Let’s list core steps how the Boruta algorithm works:
# Code snippet for basic usage
We will show how this algorithm works on Ozone data set which one can find in mlbench package. Let’s start from loading relevant packages.
if(!require(mlbench)){
install.packages('mlbench')
library('mlbench')
} else {
library(mlbench)
}
if(!require(Boruta)){
install.packages('Boruta')
library('Boruta')
} else {
library(Boruta)
}
data("Ozone")
ozone <- na.omit(Ozone)
summary(ozone)
## V1 V2 V3 V4 V5
## 3 :21 9 : 9 1:37 Min. : 1.00 Min. :5320
## 4 :21 12 : 9 2:45 1st Qu.: 5.00 1st Qu.:5690
## 12 :21 13 : 8 3:43 Median : 9.00 Median :5760
## 10 :18 14 : 8 4:36 Mean :11.37 Mean :5746
## 1 :17 15 : 8 5:42 3rd Qu.:16.00 3rd Qu.:5830
## 2 :17 22 : 8 6: 0 Max. :38.00 Max. :5950
## (Other):88 (Other):153 7: 0
## V6 V7 V8 V9
## Min. : 0.000 Min. :19.00 Min. :25.00 Min. :27.68
## 1st Qu.: 3.000 1st Qu.:46.00 1st Qu.:51.50 1st Qu.:49.64
## Median : 5.000 Median :64.00 Median :61.00 Median :56.48
## Mean : 4.867 Mean :57.61 Mean :61.11 Mean :56.54
## 3rd Qu.: 6.000 3rd Qu.:73.00 3rd Qu.:71.00 3rd Qu.:66.20
## Max. :11.000 Max. :93.00 Max. :93.00 Max. :82.58
##
## V10 V11 V12 V13
## Min. : 111 Min. :-69.00 Min. :27.50 Min. : 0.0
## 1st Qu.: 869 1st Qu.:-14.00 1st Qu.:51.26 1st Qu.: 60.0
## Median :2083 Median : 18.00 Median :60.98 Median :100.0
## Mean :2602 Mean : 14.43 Mean :60.69 Mean :122.2
## 3rd Qu.:5000 3rd Qu.: 43.00 3rd Qu.:70.88 3rd Qu.:150.0
## Max. :5000 Max. :107.00 Max. :90.68 Max. :350.0
##
This dataset contains data needed to predict the daily maximum one-hour-average ozone reding (V4). Listed features inform about e.g temperature, humidity, wind speed, pressure, visibility. Before we start with dimension reduction, we need to ensure the reporducibility of obtained results by setting random seed. As pointed out in the introduction, algorithm contains many steps performing random permitatuions which might produce different results in different machines and R sessions. Ntree parameter indicates mentioned limit of random forest runs.
set.seed(42)
Boruta.Ozone <- Boruta(V4 ~ ., data = ozone, ntree = 500)
Boruta.Ozone
## Boruta performed 18 iterations in 1.744612 secs.

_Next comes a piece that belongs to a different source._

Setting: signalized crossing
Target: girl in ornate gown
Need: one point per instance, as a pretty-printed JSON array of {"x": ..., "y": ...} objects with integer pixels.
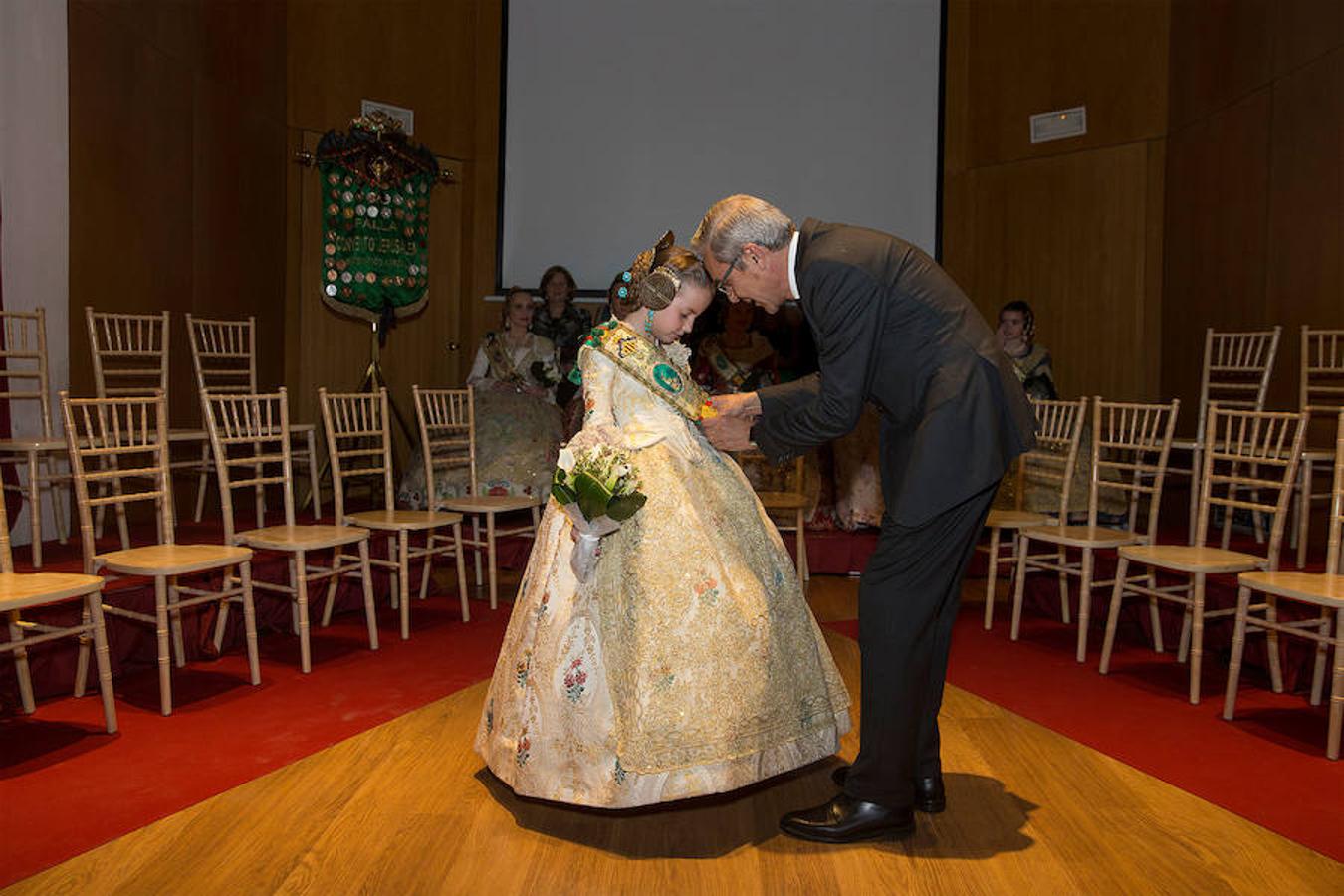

## 9 attributes confirmed important: V1, V10, V11, V12, V13 and 4
## more.
## 3 attributes confirmed unimportant: V2, V3, V6.
The Ozone set consists of 12 attributes where three of them are rejected by our run (V2, V3, V6). In the plot below we can see the variabilty of Z scores among all features.
plot(Boruta.Ozone)
The box between V2 and V5 is a Z-score distribution for the shadow feature with maximum Z-score. One can see that it clearly separates all relevant (green) and irrelevant features (red). Blue boxes corresponds to minimal, average and maximum Z score of a shadow attribute. Now one can proceed with selected variables to develop other predictive algorithms.
We reduced feature space from 12 attributes to 9 without performing deep analysis and writing many lines of codes. Boruta algorithm is very simple: there aren’t many parameters to tune. One has to remember that the data set has to be complete (no NA’s), othwerwise the error occurs.